It was a New England blizzard in the winter of 1891 which birthed the game of basketball in Springfield Massachusetts. Springfield College physical instructor James Naismith was desperate to keep his male students occupied indoors. In an inspired desperate move, he nailed two peach baskets to the walls of the gymnasium and handed the students a soccer ball - creating the game of basketball.

Just shy of a century later, Springfield also became the birthplace of Muslim womens’ basketball player, Bilqis Abdul-Qaadir. During her unstoppable high school and collegiate basketball career, Bilqis broke records and shattered boundaries, with her head covered in an hijab.
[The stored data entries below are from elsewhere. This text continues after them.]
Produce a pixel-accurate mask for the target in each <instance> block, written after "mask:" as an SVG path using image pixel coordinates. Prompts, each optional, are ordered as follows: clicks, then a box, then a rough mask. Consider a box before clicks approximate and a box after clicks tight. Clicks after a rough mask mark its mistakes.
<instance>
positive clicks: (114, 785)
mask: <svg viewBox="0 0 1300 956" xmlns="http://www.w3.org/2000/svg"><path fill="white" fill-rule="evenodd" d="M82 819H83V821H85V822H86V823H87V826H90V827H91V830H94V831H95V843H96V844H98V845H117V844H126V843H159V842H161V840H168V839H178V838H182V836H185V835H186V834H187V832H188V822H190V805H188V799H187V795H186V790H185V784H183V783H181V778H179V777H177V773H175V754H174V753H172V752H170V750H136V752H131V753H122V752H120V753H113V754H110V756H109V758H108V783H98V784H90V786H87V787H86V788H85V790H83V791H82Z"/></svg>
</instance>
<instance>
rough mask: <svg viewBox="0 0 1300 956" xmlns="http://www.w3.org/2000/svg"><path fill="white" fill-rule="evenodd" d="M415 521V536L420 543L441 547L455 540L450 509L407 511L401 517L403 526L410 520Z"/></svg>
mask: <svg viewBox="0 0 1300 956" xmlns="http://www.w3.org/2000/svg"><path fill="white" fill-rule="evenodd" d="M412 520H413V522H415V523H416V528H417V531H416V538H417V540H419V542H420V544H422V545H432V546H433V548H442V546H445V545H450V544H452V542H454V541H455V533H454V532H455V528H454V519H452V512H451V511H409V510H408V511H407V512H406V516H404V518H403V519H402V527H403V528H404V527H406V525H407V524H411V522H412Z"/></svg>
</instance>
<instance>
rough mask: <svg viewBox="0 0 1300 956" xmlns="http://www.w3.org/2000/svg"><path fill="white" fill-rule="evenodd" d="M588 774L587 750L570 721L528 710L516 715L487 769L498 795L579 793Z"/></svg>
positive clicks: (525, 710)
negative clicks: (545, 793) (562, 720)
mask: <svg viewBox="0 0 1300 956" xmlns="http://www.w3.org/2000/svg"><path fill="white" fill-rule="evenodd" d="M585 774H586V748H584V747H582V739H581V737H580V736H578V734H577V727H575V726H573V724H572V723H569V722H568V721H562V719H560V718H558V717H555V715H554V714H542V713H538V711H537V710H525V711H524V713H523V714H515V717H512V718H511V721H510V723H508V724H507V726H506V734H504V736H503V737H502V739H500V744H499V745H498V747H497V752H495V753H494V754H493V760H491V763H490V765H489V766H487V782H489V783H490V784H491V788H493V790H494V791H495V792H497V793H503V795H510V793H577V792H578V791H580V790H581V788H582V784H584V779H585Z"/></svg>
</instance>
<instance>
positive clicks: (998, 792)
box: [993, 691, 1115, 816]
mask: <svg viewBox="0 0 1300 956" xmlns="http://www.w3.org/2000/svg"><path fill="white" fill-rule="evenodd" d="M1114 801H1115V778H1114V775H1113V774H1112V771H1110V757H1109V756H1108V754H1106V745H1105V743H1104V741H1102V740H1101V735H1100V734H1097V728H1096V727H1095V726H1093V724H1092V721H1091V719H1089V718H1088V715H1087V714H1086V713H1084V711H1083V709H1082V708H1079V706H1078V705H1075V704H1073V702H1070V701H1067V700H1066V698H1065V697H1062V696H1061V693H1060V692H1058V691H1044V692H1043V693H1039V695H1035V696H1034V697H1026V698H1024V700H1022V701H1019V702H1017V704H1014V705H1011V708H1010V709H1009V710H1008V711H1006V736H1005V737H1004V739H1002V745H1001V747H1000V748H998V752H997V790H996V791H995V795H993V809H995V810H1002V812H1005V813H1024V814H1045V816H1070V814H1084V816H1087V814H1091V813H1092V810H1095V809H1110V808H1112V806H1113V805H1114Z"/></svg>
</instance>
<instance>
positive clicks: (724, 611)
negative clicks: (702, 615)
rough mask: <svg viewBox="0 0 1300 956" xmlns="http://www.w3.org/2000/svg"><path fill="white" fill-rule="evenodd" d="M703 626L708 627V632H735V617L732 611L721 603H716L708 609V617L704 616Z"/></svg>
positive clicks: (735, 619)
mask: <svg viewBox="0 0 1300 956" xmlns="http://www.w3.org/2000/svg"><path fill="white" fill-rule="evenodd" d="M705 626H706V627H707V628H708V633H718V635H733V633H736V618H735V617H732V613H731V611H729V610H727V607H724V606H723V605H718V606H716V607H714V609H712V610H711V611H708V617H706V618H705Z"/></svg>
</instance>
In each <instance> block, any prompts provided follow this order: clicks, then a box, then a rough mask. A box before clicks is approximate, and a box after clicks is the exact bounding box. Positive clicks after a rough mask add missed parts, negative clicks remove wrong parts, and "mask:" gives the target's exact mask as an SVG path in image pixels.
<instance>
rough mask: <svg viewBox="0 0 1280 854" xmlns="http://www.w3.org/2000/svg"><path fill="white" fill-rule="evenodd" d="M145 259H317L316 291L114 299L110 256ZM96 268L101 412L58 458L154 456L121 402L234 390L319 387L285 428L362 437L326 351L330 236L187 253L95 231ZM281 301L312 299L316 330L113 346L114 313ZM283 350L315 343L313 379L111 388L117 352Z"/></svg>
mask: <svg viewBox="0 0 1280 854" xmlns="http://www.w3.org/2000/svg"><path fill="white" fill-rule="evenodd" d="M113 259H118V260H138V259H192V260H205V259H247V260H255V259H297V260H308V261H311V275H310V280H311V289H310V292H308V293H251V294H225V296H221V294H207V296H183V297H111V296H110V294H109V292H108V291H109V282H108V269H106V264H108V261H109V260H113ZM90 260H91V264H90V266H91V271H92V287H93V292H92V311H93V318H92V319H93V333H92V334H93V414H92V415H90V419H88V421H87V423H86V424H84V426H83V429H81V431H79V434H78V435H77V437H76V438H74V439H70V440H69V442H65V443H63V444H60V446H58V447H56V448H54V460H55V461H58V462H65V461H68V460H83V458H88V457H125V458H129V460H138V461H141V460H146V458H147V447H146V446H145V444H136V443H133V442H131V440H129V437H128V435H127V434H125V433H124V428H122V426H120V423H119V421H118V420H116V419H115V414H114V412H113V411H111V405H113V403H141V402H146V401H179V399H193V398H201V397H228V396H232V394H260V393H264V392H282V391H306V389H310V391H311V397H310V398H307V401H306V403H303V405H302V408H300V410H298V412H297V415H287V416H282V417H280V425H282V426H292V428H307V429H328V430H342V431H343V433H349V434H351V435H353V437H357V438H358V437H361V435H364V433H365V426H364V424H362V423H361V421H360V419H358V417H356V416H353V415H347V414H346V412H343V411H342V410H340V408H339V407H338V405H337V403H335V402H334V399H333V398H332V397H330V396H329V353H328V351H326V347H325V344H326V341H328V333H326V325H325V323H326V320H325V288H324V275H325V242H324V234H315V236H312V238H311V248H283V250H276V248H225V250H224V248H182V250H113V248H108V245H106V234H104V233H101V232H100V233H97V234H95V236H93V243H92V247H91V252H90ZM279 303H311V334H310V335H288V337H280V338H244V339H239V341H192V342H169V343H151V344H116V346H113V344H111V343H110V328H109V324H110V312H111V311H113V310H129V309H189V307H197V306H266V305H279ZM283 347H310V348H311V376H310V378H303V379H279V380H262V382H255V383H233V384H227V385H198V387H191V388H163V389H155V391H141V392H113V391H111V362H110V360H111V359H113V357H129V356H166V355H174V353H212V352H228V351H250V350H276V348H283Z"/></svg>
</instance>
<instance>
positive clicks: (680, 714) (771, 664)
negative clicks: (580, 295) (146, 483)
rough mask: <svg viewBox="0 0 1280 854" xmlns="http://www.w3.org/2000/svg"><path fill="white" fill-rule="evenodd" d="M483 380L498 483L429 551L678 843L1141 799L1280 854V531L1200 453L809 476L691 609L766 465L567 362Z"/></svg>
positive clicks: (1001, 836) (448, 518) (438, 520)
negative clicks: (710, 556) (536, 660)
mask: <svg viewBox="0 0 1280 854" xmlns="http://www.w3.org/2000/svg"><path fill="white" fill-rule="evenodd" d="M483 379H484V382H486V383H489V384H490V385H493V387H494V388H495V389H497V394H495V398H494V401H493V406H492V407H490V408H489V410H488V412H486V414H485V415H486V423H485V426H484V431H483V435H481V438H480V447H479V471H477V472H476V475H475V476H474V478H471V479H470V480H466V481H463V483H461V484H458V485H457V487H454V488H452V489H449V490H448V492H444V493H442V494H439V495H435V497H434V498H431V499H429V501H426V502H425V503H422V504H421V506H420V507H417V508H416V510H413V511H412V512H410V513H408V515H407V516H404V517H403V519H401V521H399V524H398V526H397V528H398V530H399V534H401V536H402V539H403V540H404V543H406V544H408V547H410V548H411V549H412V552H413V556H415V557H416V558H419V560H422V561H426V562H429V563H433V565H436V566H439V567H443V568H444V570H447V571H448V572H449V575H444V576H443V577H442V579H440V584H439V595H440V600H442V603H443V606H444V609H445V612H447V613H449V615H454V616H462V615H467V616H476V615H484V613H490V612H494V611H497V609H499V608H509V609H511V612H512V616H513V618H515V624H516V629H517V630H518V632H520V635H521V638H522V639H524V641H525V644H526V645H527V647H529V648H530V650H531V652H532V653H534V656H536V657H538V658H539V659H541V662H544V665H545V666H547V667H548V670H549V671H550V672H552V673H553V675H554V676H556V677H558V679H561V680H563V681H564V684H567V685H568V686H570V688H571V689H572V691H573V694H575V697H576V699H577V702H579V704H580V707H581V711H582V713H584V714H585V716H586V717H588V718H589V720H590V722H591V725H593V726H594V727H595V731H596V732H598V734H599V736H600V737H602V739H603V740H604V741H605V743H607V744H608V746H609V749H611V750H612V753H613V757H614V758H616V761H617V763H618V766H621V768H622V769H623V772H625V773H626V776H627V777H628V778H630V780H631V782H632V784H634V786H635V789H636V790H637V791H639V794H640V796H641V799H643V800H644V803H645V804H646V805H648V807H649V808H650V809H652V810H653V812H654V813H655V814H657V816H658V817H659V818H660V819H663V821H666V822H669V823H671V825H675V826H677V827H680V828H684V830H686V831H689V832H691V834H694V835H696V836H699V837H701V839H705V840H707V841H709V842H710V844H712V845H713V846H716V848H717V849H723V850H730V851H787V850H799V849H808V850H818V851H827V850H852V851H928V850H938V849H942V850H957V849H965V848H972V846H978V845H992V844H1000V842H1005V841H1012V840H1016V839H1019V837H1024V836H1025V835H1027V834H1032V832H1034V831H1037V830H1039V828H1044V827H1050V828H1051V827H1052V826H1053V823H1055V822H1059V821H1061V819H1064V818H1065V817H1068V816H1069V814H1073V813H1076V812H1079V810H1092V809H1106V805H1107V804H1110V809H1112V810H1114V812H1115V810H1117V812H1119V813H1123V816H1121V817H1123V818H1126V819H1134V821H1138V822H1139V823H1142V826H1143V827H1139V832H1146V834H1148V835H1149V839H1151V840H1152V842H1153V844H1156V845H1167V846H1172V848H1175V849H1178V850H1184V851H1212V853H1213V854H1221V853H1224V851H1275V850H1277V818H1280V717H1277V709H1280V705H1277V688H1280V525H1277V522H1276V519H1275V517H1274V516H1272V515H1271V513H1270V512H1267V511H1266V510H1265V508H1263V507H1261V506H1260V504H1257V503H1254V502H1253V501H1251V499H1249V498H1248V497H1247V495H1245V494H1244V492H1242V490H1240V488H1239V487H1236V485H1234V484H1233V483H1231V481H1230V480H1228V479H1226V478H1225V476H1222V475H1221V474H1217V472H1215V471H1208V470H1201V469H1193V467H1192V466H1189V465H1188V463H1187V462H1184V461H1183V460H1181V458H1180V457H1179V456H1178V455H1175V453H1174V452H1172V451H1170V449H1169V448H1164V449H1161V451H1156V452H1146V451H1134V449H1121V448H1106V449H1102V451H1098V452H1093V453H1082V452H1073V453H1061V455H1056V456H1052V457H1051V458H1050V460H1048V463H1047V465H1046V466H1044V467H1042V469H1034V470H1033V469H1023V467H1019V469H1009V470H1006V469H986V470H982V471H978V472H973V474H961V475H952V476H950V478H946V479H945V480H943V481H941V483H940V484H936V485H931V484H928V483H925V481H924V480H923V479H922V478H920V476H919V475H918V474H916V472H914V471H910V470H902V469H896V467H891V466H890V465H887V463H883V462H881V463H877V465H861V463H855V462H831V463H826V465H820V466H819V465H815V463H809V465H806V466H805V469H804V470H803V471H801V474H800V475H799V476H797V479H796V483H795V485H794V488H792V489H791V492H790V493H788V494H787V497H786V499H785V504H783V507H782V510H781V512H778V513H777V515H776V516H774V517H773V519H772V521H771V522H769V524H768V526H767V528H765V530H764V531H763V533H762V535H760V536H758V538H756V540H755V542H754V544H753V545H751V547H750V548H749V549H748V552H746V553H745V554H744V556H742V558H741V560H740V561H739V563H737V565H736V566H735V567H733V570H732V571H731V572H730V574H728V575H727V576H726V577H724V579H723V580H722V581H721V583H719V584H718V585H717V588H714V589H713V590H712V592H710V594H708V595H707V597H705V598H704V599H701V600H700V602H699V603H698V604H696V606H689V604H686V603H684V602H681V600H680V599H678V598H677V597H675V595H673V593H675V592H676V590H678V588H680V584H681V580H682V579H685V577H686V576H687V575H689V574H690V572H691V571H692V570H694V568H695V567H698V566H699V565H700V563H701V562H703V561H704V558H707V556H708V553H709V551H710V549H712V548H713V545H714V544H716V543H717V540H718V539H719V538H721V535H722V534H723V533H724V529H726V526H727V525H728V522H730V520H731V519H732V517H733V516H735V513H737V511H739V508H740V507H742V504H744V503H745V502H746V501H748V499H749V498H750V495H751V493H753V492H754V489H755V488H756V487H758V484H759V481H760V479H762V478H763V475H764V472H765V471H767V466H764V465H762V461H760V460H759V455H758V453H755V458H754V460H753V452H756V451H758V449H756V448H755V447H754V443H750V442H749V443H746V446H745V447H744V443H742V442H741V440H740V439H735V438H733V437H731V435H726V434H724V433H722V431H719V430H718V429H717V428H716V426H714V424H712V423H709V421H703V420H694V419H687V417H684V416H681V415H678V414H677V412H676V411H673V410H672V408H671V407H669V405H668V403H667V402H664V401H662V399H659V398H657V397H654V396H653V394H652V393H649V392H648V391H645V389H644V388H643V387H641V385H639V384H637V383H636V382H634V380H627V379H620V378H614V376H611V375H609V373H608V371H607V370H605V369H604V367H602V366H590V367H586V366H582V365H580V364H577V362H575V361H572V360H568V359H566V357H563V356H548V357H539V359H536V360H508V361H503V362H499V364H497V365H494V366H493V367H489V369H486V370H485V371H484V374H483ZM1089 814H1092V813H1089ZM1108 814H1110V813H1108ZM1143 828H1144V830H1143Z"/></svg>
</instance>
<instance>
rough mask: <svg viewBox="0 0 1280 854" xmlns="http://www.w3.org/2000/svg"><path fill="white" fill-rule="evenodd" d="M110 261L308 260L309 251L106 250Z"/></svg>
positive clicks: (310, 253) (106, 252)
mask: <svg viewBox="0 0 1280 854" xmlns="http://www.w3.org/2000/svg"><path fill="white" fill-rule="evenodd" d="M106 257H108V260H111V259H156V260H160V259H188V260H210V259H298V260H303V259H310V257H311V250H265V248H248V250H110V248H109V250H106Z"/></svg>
She was on her way to an international professional basketball career until she was stopped by a little-known rule by FIBA, the international basketball federation. The rule banned headgear on the court, including hijabs.

A new documentary, Life Without Basketball , chronicling Bilqis’s fight against FIBA’s ban on hijabs premiered late last year and is now making the rounds in the festival circuit.

The next screening of Life Without Basketball will be at the Athena Film Festival in New York City Saturday, March 2nd at 2pm.

Guests:

Tim O’Donnell –The co-producer and co-director of Life without Basket Ball. Tim is an Emmy-nominated documentary filmmaker and the founder of Boston-based production company, Pixela Pictura.

Bilqis Abdul-Qaadir – Basketball player, motivational speaker and the subject of Life without Basketball. Bilqis holds the Massachusetts all-time scoring record for women’s high school basketball and was the first Muslim woman to play NCAA collegiate basketball.